The Financial Conduct Authority (FCA) has saiD it has blocked nearly 30% more companies from operating over the past 12 months than in the previous year.
The regulator said it had cancelled the authorisation of 627 firms in the year to the end of March.
The FCA said the proportion of firms it did not authorise in 2022/23 was one in four – a rise from one in five in 2021/22 and one in 14 in 2020/21. The report also shows that the regulator handed out £216m in financial penalties. Its actions have delivered £17 for every £1 spent and won consumers some £47m in redress. The watchdog issued 1,882 alerts last year, a 34% increase on the year before, while 8,582 financial promotions were withdrawn or amended, with 14 times more than the year before.
Ashley Alder, Chair of the FCA, said “Maintaining high standards is key to supporting growth. We are helping firms test their innovative products, guiding firms through the authorisation process and are supporting a range of supply and demand-side market reforms. On the 31 July, the new Consumer Duty will raise the bar for retail financial services and place good consumer outcomes at the heart of everything they do.”
Nikhil Rathi, Chief Executive of the FCA said “The FCA has evolved into a more proactive, assertive and data-led regulator better equipped to face challenges like the rising cost of living in a more agile and effective way. Tailored support is important for those struggling with debt and we continue to work with firms to make sure people receive the right help to manage their finances, especially with the rising cost of living.”
The FCA says it has made significant progress in the first 12 months of its strategy, including reducing and preventing serious harm:
- Scanning 100,000 websites a day looking for unlawful activity and protecting the public from over 8,500 potentially misleading adverts in 2022, 14 times more than in 2021.
- Imposing financial penalties of £215.8 million. Following a trial in early 2023, 3 individuals were imprisoned for a binary option fraud. The FCA started prosecutions into alleged market manipulation, money laundering, insider dealing and investment fraud.
- Working with other law enforcement agencies to intervene against illegal crypto activity, including acting against crypto ATMs operating without FCA authorisation.
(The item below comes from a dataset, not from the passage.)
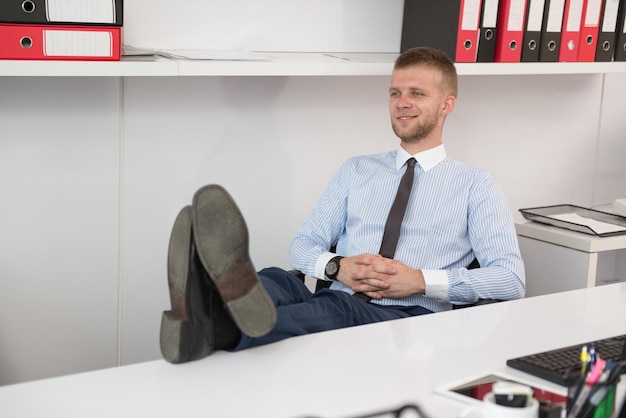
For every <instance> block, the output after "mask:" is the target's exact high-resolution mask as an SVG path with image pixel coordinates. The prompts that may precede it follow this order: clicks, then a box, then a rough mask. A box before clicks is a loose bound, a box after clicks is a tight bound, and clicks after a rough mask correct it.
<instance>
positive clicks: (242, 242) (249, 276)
mask: <svg viewBox="0 0 626 418" xmlns="http://www.w3.org/2000/svg"><path fill="white" fill-rule="evenodd" d="M192 225H193V226H192V228H193V233H194V240H195V244H196V248H197V251H198V256H199V258H200V261H201V263H202V265H203V267H204V269H205V270H206V271H207V273H208V274H209V277H210V279H209V280H210V281H211V282H212V284H213V285H214V286H215V288H216V290H217V291H218V293H219V294H220V295H221V297H222V300H223V301H224V303H225V305H226V308H227V310H228V312H229V313H230V315H231V317H232V318H233V320H234V322H235V324H236V325H237V327H238V328H239V329H240V330H241V332H243V333H244V334H246V335H248V336H250V337H261V336H263V335H265V334H267V333H268V332H270V331H271V330H272V328H274V325H275V324H276V307H275V306H274V303H273V302H272V299H271V298H270V297H269V295H268V294H267V291H266V290H265V288H264V287H263V285H262V284H261V282H260V281H259V279H258V276H257V274H256V269H255V268H254V265H253V264H252V262H251V260H250V256H249V254H248V247H249V239H248V228H247V226H246V223H245V220H244V218H243V215H242V214H241V212H240V211H239V208H238V207H237V205H236V203H235V201H234V200H233V199H232V197H231V196H230V195H229V194H228V192H227V191H226V190H225V189H224V188H222V187H221V186H218V185H209V186H205V187H203V188H201V189H200V190H198V191H197V192H196V194H195V196H194V199H193V206H192Z"/></svg>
Setting and testing higher standards:
- Finalising the rules for the Consumer Duty, which come into effect at the end of July, firing the starting gun on the most far-reaching consumer protection intervention for decades that places consumers at the heart of retail financial services.
- Introducing stronger rules to help tackle misleading adverts that encourage investing in high-risk products and helping less experienced investors make well-informed decisions and avoid unaffordable risk through its £11 million InvestSmart campaign.
Promoting competition and positive change:
- Proposing new listing rules to make sure the UK remains an attractive place to invest and make it easier for more companies to join the market quicker.
- Bringing down the authorisations caseload by 60% from a peak of 12,500 cases in December 2021 to 5,500 as of the end of March 2023, allowing more firms to offer services across the financial sector. This dovetails with continued scrutiny of applications, with 1 in 4 rejected or withdrawn for not being good enough.
- Working hand in hand with 870 firms to date to test drive cutting edge products for consumers through the world-leading Regulatory Sandbox and Innovation
- Pathways, helping the rubber to hit the road for a wide range of innovative products.
- Making sure over 300 firms hit the ground running with high standards and maintain them through the Early and High Growth oversight programme, helping firms to meet industry standards so they can grow successfully and nip in the bud any potential issues down the road.